Help fixing deadlock in DWARF symbol preloading

Hi,

I’ve found a deadlock in lldb (see attached test case, you can build it with just clang -o test test.s), but I’m a total newbie and I have no idea what’s the right way to fix it.

The problem happens when an error is found during DIE extraction when preloading symbols. As far as I can tell, it goes like this:

  1. Module::PreloadSymbols locks Module::m_mutex
  2. A few layers below it, we end up in ManualDWARFIndex::Index, which dispatches DIE extractions to a thread pool:
  for (size_t i = 0; i < units_to_index.size(); ++i)
    pool.async(extract_fn, i);
  pool.wait();

  1. extract_fn in the snippet above ends up executing DWARFDebugInfoEntry::Extract and when there’s an error during extraction, Module::GetDescription is called while generating the error message.
  2. Module::GetDescription tries to acquire Module::m_mutex from a different thread, while the main thread has the mutex already locked and it’s waiting for DIE extraction to end, causing a deadlock.

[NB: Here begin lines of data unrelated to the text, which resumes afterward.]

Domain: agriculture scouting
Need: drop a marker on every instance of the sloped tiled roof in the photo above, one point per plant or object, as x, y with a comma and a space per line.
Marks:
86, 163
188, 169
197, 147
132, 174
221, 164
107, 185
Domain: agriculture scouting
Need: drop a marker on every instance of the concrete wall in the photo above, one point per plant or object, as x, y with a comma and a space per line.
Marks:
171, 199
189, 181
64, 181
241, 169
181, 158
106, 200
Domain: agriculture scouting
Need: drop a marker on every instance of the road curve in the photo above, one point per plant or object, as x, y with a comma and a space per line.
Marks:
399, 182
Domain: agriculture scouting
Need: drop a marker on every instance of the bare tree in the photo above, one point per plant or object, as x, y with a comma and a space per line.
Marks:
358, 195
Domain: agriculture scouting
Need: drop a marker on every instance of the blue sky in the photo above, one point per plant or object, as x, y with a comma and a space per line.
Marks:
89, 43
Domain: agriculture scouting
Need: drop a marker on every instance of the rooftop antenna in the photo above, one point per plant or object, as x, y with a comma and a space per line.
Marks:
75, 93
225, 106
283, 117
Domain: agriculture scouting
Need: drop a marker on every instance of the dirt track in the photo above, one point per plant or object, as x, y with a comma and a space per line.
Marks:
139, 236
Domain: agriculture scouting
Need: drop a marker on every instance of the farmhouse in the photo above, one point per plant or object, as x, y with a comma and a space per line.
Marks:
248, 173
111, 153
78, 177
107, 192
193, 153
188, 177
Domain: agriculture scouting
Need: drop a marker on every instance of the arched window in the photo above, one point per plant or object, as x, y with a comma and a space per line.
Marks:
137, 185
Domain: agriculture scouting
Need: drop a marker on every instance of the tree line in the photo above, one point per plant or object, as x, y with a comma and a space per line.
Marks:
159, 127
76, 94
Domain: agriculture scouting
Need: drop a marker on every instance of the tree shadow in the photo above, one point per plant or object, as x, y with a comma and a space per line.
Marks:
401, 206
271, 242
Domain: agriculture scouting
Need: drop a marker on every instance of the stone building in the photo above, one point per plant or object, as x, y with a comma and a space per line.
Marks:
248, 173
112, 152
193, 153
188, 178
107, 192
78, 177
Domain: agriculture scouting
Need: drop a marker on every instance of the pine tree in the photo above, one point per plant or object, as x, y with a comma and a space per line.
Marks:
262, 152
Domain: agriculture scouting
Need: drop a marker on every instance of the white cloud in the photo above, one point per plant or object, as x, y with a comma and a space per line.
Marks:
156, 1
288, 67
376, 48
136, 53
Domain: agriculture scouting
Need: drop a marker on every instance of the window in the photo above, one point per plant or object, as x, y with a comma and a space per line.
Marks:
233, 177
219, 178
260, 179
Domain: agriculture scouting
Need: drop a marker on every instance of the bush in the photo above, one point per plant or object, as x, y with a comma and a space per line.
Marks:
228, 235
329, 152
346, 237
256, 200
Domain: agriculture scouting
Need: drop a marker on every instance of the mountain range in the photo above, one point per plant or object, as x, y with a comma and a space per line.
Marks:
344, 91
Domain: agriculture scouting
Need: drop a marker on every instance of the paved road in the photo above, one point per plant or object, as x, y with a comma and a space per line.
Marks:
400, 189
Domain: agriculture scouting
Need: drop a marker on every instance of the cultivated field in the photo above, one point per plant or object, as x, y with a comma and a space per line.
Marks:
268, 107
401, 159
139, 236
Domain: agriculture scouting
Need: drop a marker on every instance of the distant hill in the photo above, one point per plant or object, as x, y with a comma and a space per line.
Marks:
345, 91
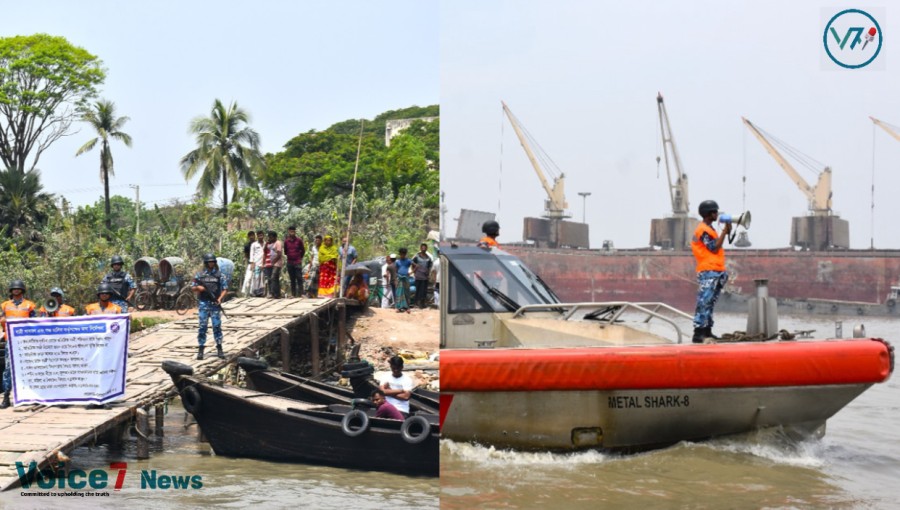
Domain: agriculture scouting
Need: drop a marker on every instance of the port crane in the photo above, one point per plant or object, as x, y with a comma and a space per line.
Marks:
822, 229
555, 205
678, 188
819, 196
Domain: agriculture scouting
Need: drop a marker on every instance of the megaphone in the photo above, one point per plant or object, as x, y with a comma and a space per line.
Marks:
742, 221
51, 304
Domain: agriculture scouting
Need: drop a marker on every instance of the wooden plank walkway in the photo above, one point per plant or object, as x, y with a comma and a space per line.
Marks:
37, 433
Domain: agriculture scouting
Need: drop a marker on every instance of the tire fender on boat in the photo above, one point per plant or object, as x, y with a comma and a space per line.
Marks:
410, 423
176, 368
348, 420
190, 399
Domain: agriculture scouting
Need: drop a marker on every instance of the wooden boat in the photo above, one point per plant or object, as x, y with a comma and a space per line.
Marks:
245, 423
520, 369
262, 378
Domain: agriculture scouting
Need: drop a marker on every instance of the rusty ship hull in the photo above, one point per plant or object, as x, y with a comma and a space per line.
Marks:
805, 280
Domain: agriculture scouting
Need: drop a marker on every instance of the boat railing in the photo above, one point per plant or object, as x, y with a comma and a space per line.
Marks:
613, 311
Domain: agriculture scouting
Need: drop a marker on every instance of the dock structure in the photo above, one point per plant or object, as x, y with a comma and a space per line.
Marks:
41, 434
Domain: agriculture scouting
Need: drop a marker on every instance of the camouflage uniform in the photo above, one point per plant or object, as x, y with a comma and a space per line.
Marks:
711, 284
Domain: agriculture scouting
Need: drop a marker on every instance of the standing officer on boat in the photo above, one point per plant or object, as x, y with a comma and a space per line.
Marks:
121, 282
210, 285
491, 230
709, 253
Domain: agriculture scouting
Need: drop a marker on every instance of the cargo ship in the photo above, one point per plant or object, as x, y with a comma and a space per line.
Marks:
817, 274
861, 282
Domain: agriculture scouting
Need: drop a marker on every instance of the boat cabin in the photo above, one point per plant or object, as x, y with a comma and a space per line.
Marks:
491, 300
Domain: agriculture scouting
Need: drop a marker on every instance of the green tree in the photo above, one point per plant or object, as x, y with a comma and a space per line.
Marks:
102, 117
24, 207
226, 150
44, 84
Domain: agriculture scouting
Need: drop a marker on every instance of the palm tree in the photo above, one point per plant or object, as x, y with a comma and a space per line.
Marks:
226, 150
23, 204
102, 117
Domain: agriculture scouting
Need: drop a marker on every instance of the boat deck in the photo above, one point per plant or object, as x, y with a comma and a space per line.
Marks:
36, 433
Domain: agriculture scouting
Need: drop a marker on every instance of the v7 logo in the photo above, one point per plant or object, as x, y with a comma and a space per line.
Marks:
852, 30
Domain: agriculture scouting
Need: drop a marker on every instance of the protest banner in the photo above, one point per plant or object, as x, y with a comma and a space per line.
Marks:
68, 360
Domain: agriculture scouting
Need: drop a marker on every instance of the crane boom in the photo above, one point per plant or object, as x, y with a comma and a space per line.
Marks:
819, 196
555, 206
887, 128
678, 189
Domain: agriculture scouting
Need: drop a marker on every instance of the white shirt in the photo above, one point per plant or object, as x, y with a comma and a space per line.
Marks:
256, 254
403, 382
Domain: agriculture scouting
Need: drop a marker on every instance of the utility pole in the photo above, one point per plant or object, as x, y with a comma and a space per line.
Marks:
584, 195
137, 207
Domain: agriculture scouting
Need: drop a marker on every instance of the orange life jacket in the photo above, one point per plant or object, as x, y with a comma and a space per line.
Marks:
23, 309
63, 311
707, 260
94, 309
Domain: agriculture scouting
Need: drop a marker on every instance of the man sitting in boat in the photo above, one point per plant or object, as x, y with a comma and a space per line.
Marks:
398, 387
383, 408
711, 276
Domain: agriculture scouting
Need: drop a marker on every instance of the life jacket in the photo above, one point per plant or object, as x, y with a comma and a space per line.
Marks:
23, 309
213, 283
63, 311
94, 309
117, 280
707, 260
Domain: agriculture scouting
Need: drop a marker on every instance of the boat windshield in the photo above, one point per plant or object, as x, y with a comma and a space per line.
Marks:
502, 282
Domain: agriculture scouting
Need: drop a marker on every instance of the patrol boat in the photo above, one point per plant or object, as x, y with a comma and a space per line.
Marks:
520, 369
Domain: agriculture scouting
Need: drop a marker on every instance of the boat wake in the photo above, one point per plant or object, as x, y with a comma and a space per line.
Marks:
488, 456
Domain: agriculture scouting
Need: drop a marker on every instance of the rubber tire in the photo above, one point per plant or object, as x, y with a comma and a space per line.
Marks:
362, 402
176, 368
252, 365
190, 399
183, 303
408, 423
349, 417
359, 372
143, 300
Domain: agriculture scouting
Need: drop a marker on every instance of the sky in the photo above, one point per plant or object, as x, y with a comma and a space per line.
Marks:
294, 66
583, 76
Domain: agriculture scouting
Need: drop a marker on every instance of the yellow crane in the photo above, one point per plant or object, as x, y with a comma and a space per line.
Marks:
678, 189
819, 196
555, 206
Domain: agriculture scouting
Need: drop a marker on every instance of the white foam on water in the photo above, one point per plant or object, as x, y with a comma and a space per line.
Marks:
491, 456
775, 446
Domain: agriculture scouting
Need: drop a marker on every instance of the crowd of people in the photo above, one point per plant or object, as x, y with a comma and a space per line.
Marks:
113, 294
316, 272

If we make Module::GetDescription not lock the problem disappears, so the diagnosis looks correct, but I don’t know what would be the right way to fix it. Module::GetDescription looks more or less safe to call without locking: it just prints m_arch, m_file, and m_object_name to a string, and those look like fields that wouldn’t change after the Module is initialized, so maybe it’s okay? But I feel like there must be a better solution anyway. Any advice?

Best,
Jorge

test.s (4.82 KB)

Please have a look at <https://lists.llvm.org/pipermail/lldb-dev/2020-October/016479.html&gt;, which is the last time this came up.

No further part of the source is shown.